Gibt es einen Organspendeausweis fürs Handy?

Den Organspendeausweis gibt es ausschließlich im Kartenformat. Wer seine Bereitschaft zur Organspende auf dem Handy speichern möchte, kann beispielsweise in einem digitalen Notfallpass (u.a. im ADAC Notfallpass) vermerken, dass ein Spenderausweis vorliegt. Eine weitere Lösung bieten die "Life Saving Wallpapers", die der Verein Junge Helden in Zusammenarbeit mit Fotografinnen und Illustratoren erstellt hat. Sie zeigen die persönliche Spendebereitschaft als Motiv auf dem Start- und Sperrbildschirm.

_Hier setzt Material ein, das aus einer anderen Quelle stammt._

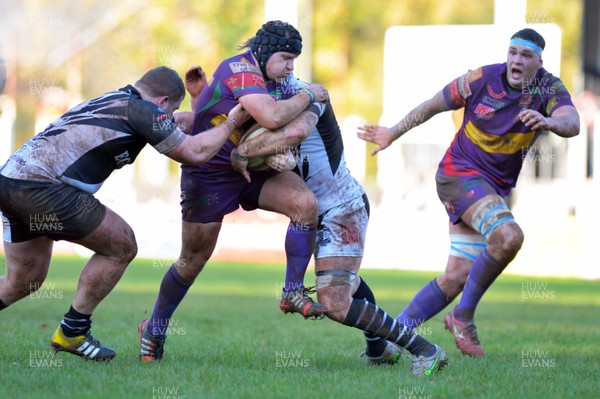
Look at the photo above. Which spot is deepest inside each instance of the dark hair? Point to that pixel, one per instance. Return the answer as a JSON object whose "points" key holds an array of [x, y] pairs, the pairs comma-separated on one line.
{"points": [[162, 81], [531, 35]]}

Im Fall eines (drohenden) irreversiblen Hirnfunktionsausfalls muss die Ärztin oder der Arzt stets bei den Angehörigen erfragen, wie es um die aktuelle Bereitschaft zur Organspende steht – egal, ob eine schriftliche Erklärung vorliegt oder nicht. Jede und jeder sollte deshalb mit den Angehörigen über diese persönliche Entscheidung sprechen und diese schriftlich festlegen.

Das Organspende-Tattoo

Das ofizielle Organspendetatoo mit einem Kreis und darunter 2 Halbkreise am Unterarm eines Mannes
Mit dem Organspende-Tattoo wird ein Zeichen auf der Haut gesetzt© imago images/Funke Foto Services

Seit Mitte 2023 kann man sich die Einwilligung zur Organspende auch auf die Haut tätowieren lassen. "Opt.ink" nennt sich das Organspende-Tattoo, das zwei sich vereinende Halbkreise zeigt, die als Buchstaben O und D für "Organ Donor" (Organspende) gelesen werden können. Entwickelt wurde es vom Verein Junge Helden, der sich seit über 20 Jahren für die Aufklärung vornehmlich junger Menschen zum Thema Organspende engagiert.

"In der Einverständniserklärung, die man vor dem Stechen eines Tattoos im Studio ohnehin unterschreiben muss, ist ein Passus integriert, dass das Tattoo bedeutet, dass man Organe spenden möchte", erklärte Anna Barbara Sum von Junge Helden e.V. zum Start der Aktion gegenüber der Deutschen Presse-Agentur. Ein unterschriebenes Exemplar bleibt im Tattoo-Studio, ein weiteres kommt zu den persönlichen Dokumenten. Daneben muss ein Organspendeausweis oder ein Eintrag im Online-Register vorliegen.

Laut Junge Helden e.V.* sind bereits über 550 Studios deutschlandweit eingebunden. Die Kosten für das Organspende-Tattoo variieren von Studio zu Studio, oft wird es sogar kostenlos in die Haut gestochen.